Rentenüberleitungsgesetz

Das Niveau der Renten in der DDR lag am 1. Juli 1990 zwischen 29 und 37 Prozent des Westniveaus der Eckrente. Inzwischen haben die Renten in den neuen Ländern 75 Prozent der Eckrente im Westen erreicht.

Im letzten Jahr des Bestehens der DDR lag das Gesamtvolumen für Rentenausgaben bei 16,7 Mrd. Ost-Mark.

1994 werden im gleichen Gebiet 60 Mrd. Deutsche Mark an Renten gezahlt. Damit haben sich die Renten weit mehr als verdreifacht.

Die vom Bundessozialgericht gesprochenen drei Urteile fordern jedoch eine Beseitigung der im Rentenüberleitungsgesetz teilweise enthaltenen Ungerechtigkeiten.

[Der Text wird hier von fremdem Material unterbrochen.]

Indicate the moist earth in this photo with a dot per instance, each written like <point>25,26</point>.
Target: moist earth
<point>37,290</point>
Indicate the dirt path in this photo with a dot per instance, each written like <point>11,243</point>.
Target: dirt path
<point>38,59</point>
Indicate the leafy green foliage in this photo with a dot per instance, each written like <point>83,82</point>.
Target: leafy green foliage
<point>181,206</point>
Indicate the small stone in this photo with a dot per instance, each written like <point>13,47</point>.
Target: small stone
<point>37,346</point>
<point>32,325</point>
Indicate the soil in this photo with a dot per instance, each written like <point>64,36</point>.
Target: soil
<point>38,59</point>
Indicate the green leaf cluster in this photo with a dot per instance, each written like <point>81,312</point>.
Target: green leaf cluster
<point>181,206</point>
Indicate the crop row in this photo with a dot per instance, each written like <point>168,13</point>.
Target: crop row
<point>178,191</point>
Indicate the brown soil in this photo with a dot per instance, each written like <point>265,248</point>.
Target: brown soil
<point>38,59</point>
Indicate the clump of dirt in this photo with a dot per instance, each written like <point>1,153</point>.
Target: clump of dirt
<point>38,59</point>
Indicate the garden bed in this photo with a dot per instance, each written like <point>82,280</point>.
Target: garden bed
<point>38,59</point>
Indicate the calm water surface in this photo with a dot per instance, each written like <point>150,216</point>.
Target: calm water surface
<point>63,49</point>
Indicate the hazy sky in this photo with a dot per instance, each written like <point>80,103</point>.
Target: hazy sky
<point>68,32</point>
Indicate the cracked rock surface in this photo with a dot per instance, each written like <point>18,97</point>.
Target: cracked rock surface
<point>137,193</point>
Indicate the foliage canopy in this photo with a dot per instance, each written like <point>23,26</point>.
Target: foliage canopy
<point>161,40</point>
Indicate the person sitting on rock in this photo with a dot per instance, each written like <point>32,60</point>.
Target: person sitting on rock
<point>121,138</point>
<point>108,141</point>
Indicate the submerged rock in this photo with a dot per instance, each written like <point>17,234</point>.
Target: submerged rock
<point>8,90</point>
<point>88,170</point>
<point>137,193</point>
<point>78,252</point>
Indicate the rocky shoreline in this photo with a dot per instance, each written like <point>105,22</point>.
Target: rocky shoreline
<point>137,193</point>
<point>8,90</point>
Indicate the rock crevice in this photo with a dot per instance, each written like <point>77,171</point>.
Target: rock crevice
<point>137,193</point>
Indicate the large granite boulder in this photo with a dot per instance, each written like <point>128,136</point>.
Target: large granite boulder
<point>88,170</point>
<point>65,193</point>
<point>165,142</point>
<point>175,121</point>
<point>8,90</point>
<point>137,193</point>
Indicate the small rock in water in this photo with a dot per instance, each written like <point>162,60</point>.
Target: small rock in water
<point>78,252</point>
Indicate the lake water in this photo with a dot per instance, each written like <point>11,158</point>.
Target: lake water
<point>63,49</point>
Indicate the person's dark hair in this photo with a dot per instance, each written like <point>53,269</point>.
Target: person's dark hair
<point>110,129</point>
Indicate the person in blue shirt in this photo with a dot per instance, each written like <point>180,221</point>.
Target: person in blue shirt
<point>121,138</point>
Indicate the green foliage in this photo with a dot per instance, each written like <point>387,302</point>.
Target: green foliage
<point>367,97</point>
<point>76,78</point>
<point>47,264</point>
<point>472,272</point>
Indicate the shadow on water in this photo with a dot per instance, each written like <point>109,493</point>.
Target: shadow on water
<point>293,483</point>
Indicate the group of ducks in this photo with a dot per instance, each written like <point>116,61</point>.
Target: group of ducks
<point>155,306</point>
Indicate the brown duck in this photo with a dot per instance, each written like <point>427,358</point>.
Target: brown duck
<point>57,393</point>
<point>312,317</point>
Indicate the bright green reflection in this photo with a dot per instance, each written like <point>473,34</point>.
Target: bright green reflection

Vor diesem Hintergrund ist der Landtag der Auffassung, dass die Rentenversicherung in den neuen Ländern auf der Grundlage des Rentenüberleitungsgesetzes (RÜG) und des Rentenüberleitungs-Ergänzungsgesetzes weiterentwickelt werden muß.

2. Der Landtag verweist im Zusammenhang mit der Weiterentwicklung der Rentenversicherung auf ein Gutachten der neuen Länder und des Landes Berlin zu verfassungsrechtlichen Fragen des Rentenüberleitungsgesetzes. Das Gutachten kommt zu dem Ergebnis, dass das Rentenüberleitungsgesetz hinsichtlich der Zusatzversorgungssysteme in einigen Bereichen einer verfassungsrechtlichen Prüfung nicht standhalten wird.

Insbesondere folgende Punkte werden kritisch eingestuft:

- Die Begrenzung des Höchstzahlbetrages auf 2.700 Deutsche Mark pro Monat für die ehemals Zusatzversorgten sogenannter nicht systemnaher Zusatzversorgung, insbesondere Zusatzversorgungssysteme der Intelligenz, wird als verfassungsrechtlich bedenklich angesehen.

- Die Begrenzung des Höchstzahlbetrages auf 2.100 Deutsche Mark pro Monat für die systemnahen Zusatzund Sonderversorgten wird deshalb als verfassungsrechtlich bedenklich angesehen, weil hier eine Härteklausel fehlt.

- Als verfassungswidrig schließlich wird die unterschiedliche Behandlung bei den Übergangsvorschriften für Neuzugänge gewertet.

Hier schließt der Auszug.